Nikolas Sargeant
Counterfeit accounts on platform X led to the victimization of more than 57,000 users in February's surge of crypto phishing scams, resulting in losses exceeding $46.8 million, according to the latest report from Scam Sniffer. The report highlights that most victims were ensnared by phishing comments from imposter Twitter accounts.

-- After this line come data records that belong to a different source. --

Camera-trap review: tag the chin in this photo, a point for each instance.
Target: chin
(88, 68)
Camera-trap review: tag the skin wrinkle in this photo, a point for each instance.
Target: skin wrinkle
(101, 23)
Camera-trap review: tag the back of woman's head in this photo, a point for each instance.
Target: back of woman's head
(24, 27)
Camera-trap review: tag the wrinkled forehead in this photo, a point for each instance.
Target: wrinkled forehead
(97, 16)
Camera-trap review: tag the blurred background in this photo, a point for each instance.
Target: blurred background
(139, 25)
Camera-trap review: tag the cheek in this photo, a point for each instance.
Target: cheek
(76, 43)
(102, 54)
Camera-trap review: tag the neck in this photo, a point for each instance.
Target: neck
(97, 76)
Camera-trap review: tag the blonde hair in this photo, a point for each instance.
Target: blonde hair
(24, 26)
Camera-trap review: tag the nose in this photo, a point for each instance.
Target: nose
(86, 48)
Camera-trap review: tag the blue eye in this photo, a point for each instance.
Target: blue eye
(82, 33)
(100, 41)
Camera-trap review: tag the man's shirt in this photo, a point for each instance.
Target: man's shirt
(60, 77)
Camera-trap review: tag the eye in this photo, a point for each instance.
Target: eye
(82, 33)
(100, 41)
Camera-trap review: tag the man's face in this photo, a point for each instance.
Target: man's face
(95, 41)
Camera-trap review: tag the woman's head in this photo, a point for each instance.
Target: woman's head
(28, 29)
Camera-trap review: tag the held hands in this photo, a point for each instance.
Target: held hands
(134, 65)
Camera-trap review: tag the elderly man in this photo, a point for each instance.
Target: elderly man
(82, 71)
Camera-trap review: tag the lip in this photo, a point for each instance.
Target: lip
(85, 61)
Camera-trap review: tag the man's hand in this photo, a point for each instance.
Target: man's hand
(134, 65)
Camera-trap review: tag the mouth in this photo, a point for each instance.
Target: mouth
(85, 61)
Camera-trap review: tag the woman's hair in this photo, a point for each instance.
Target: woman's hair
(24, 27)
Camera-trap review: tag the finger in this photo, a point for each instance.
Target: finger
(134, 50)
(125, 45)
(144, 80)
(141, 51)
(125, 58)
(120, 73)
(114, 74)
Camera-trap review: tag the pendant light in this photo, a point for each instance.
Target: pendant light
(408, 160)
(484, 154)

Scam Sniffer's findings reveal that the Ethereum mainnet witnessed 78% of the total thefts, predominantly targeting ERC-20 tokens, which accounted for 86% of all pilfered assets. Notably, Ethereum token thefts were predominantly linked to users approving phishing signatures and transactions, such as Permit, IncreaseAllowance, and Uniswap Permit2.
The report notes a shift among wallet drainers towards employing account abstraction wallets as token approval spenders, leveraging enhanced functionality and smart contract compatibility.
Despite a higher number of phishing victims compared to January, February experienced a decrease in the total stolen amount from the first month of the year. Moreover, there was a significant reduction in the number of victims losing over $1 million.
Scammers continue to exploit social media accounts of high-profile figures, employing tactics like creating fake accounts or hacking genuine ones to post phishing links. MicroStrategy's X account suffered a breach in February, resulting in the theft of approximately $440,000 in crypto.
Notably, accounts of prominent entities like Compound Finance, Rocket Pool, Blockchain Capital, and even Vitalik Buterin have fallen victim to crypto phishers in recent months.
A December report by Cointelegraph highlighted the rising trend of "approval phishing" methods employed by crypto scammers to steal funds, where victims unknowingly sign transactions granting scammers access to their wallets.
A United States Federal Bureau of Investigation report also indicates that Millennials are particularly vulnerable to falling victim to investment fraud.